Genomic heterogeneity in ccRCC.

In studies that have profound implications for both understanding ccRCC tumor evolution as well as for the development of effective strategies for therapy of this disease, Gerlinger and colleagues performed multiregion exome sequencing (M-seq) in large tumors from 10 patients (all except two of whom presented with metastatic disease) and identified pronounced intratumoral heterogeneity (45, 46). VHL gene mutation, which was found in each sample, was considered to be a “truncal” mutation as it was uniformly present in all segments. PBRM1 was found to be mutated in a portion of the tumors and was also considered to be truncal in those subsets.
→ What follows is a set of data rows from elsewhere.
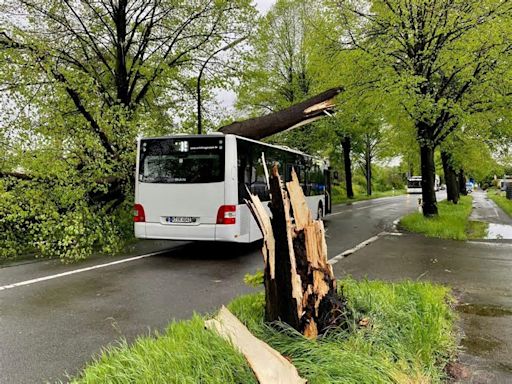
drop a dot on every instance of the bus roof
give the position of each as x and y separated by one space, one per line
181 135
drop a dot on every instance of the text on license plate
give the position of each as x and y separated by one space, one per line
180 219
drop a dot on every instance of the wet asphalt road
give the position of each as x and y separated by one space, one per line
53 327
478 272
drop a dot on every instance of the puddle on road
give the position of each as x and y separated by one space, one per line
483 310
499 231
479 345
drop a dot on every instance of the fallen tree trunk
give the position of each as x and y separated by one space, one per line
291 117
269 366
300 288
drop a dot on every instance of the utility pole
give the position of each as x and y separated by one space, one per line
200 75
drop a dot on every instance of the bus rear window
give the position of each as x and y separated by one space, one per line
181 160
414 183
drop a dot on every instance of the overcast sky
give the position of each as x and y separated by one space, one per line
227 98
264 5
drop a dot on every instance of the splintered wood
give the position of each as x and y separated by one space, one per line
268 365
300 288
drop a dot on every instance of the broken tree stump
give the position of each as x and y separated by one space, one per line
300 287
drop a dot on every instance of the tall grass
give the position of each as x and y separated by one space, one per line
452 222
186 353
500 199
409 339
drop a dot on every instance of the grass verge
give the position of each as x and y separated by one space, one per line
452 222
499 198
339 198
409 339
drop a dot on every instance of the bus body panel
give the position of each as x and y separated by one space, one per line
201 201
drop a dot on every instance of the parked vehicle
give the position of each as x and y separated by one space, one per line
414 184
195 187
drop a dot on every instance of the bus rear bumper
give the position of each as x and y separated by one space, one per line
201 232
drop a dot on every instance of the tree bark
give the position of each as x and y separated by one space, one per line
368 166
462 183
346 144
452 185
298 114
428 173
300 288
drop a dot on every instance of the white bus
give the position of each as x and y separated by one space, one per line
414 184
193 187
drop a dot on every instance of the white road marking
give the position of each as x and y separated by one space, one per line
358 208
350 251
75 271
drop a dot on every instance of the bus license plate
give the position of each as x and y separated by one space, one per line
180 219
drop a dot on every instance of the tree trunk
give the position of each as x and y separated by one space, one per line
296 115
428 174
347 146
300 288
368 166
452 185
462 183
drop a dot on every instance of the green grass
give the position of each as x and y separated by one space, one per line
409 339
339 196
499 198
452 222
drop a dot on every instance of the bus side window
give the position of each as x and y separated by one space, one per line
259 186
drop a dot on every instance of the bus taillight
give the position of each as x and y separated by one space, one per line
226 214
138 213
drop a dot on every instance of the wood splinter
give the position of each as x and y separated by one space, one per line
300 287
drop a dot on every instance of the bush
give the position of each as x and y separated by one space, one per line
57 222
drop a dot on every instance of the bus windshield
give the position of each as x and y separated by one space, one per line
182 160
Other driver mutations, found in the chromatin-remodeling genes BAP1, KDM5C, and SETD2, genes in the phosphoinositide 3-kinase (PI3K)–mTOR pathway (mTOR, PIK3CA, TSC2, PTEN) and TP53, were found only in “branch” segments of the tumors and each portion of the tumors was found to have a unique spectrum of branch mutations. As more portions of the tumors were samples, more tumor heterogeneity was identified, suggesting that even these studies underestimate the true extent of heterogeneity of driver mutations in ccRCC (45–47).
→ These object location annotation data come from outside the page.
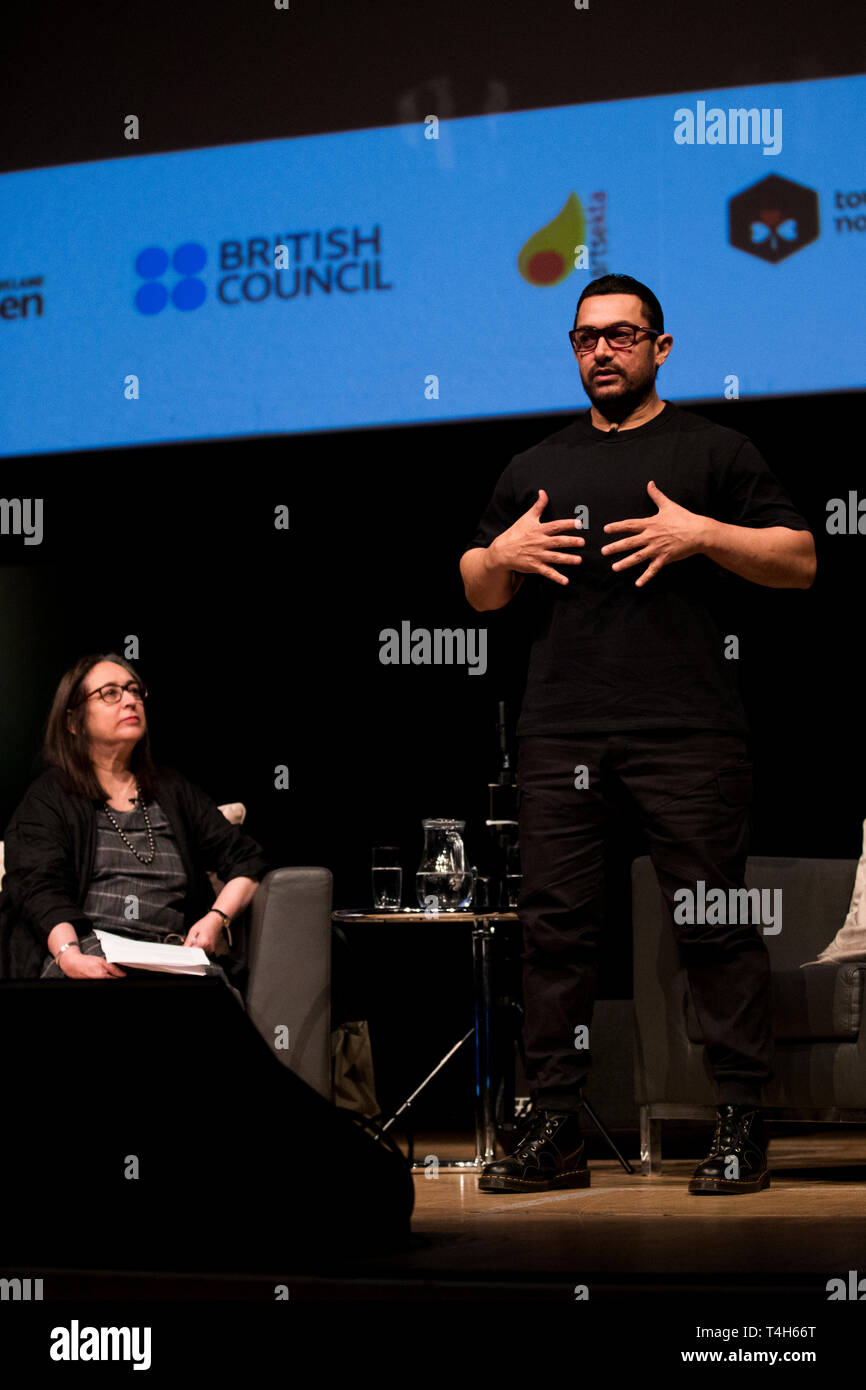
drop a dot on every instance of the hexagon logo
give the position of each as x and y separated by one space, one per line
773 218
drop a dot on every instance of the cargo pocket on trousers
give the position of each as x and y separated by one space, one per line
736 784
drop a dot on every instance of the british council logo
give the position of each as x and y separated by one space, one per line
188 292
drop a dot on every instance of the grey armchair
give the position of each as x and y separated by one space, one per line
818 1011
288 948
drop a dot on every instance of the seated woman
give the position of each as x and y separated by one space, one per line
107 838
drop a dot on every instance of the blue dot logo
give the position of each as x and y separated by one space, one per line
188 292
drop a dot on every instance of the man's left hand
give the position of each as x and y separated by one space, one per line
673 534
203 934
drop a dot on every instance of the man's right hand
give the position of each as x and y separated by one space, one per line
79 966
531 546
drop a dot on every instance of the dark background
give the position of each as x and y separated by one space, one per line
262 647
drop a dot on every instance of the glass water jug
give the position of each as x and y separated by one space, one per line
442 881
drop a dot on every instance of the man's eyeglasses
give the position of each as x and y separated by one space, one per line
111 694
616 335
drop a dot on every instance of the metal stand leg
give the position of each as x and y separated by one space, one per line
606 1136
651 1144
444 1162
485 1127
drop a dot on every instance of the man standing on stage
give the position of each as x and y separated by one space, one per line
630 691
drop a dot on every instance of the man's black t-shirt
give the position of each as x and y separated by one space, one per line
608 655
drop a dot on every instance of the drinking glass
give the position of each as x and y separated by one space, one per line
387 879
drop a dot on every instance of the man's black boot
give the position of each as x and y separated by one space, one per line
551 1154
737 1162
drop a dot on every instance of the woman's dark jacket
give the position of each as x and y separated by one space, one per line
50 847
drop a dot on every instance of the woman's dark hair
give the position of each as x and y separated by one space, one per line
71 752
626 285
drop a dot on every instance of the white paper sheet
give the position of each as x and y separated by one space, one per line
152 955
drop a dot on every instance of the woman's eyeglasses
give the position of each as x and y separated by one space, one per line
111 694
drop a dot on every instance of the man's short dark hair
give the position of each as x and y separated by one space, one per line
626 285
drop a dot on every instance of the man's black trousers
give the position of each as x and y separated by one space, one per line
691 792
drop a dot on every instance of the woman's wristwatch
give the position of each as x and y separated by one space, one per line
225 922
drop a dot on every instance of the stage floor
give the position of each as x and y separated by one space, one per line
623 1236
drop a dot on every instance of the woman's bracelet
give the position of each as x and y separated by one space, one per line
225 922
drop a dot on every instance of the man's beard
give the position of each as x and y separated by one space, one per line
624 402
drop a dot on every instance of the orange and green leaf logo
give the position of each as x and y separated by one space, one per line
548 256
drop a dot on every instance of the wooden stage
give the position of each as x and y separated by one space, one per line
622 1237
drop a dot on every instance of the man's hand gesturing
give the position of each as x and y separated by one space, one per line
531 546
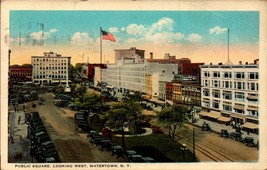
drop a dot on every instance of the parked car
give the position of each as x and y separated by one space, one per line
236 136
117 150
249 141
205 127
224 133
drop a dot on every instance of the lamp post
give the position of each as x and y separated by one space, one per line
183 148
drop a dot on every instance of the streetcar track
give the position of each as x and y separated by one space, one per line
208 151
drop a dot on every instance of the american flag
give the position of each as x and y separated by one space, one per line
108 36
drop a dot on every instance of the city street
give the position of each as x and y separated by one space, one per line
75 147
71 145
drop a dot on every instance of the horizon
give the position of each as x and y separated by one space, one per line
198 35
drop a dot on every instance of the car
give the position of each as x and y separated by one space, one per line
104 145
224 133
205 127
135 158
117 150
249 141
236 136
82 127
147 159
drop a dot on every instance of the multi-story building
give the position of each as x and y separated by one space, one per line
50 68
133 74
138 55
21 73
232 92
These studies raise a number of very fundamental questions. First, what is the best way to detect driver mutations in ccRCC? One approach could involve performing M-seq on the primary kidney tumor to identify druggable driver mutations for therapy. Another approach could involve performing M-seq on tumor material from metastatic tumors, considering that the tumor that has already metastasized might be most likely to contain the critical driver mutations. The second and more critical question is how should we develop a therapy for a tumor with such genomic heterogeneity. One approach would be to continue to focus on developing more effective approaches to targeting the primary truncal mutation (the VHL pathway). When more information about the effect of mutations in chromatin-remodeling genes such as SETD2 and BAP1 becomes available, approaches targeting these pathways will be evaluated.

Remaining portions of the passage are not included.